Madencilerin 1 gün kendine, 29 gün patrona çalıştığına işaret eden Çakır, iş cinayeti olduğunda ise bunun ya kader ya fıtrat olarak değerlendirildiğini hatırlattı. Katliam sonrası ailelerin ne durumda bırakıldığına bakılmadığını vurgulayan Çakır, “Gelirler fotoğraf çektirirler, iş güvenliğinden söz ederler, sonra unuturlar. Ölen öldüğüyle kalır” diye konuştu.
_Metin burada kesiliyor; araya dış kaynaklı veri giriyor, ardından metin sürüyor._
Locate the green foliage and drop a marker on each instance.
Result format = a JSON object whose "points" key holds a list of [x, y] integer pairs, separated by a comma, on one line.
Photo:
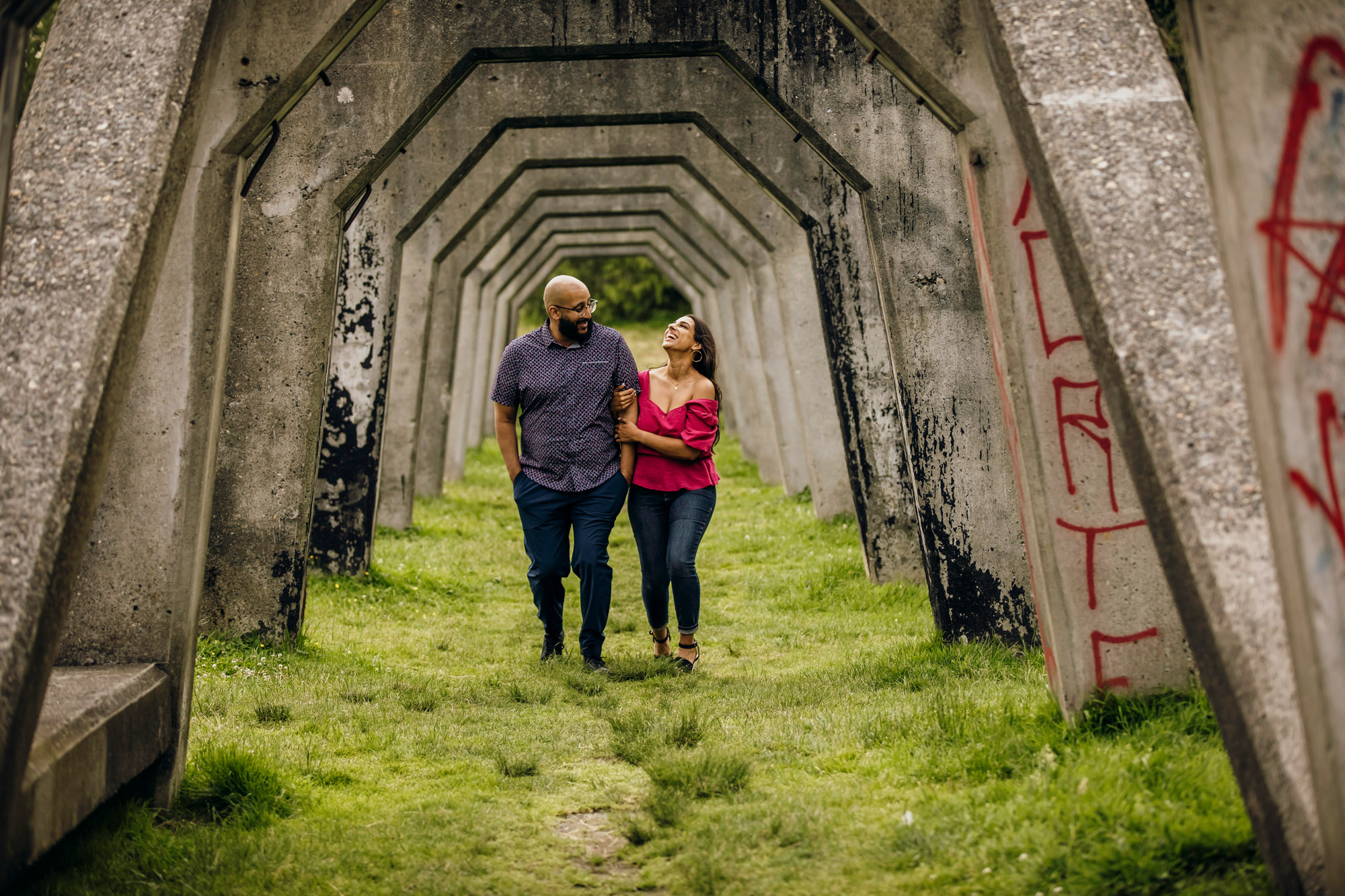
{"points": [[883, 760], [707, 772], [629, 290], [270, 713], [517, 764], [228, 784], [33, 53], [1169, 32]]}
Türkiye’de sadece katliamlar olduğunda hatırlanan maden işçilerinin özgücünün farkına varıp örgütlenmesi gerektiğinin altını çizen Çakır, şunları kaydetti : “İşçilerin artık bir olup güçlenmesi gerek. Yeni sendikalar kurup kendi alın terlerine sahip çıkmaları lazım. Şu anda en büyük eksik bu. Çok az sayıda alternatif sendika var. Binimiz bir olacağız, birimiz bin olacağız; eğer bu şekilde olursak bütün işçi sınıfı kazanır.”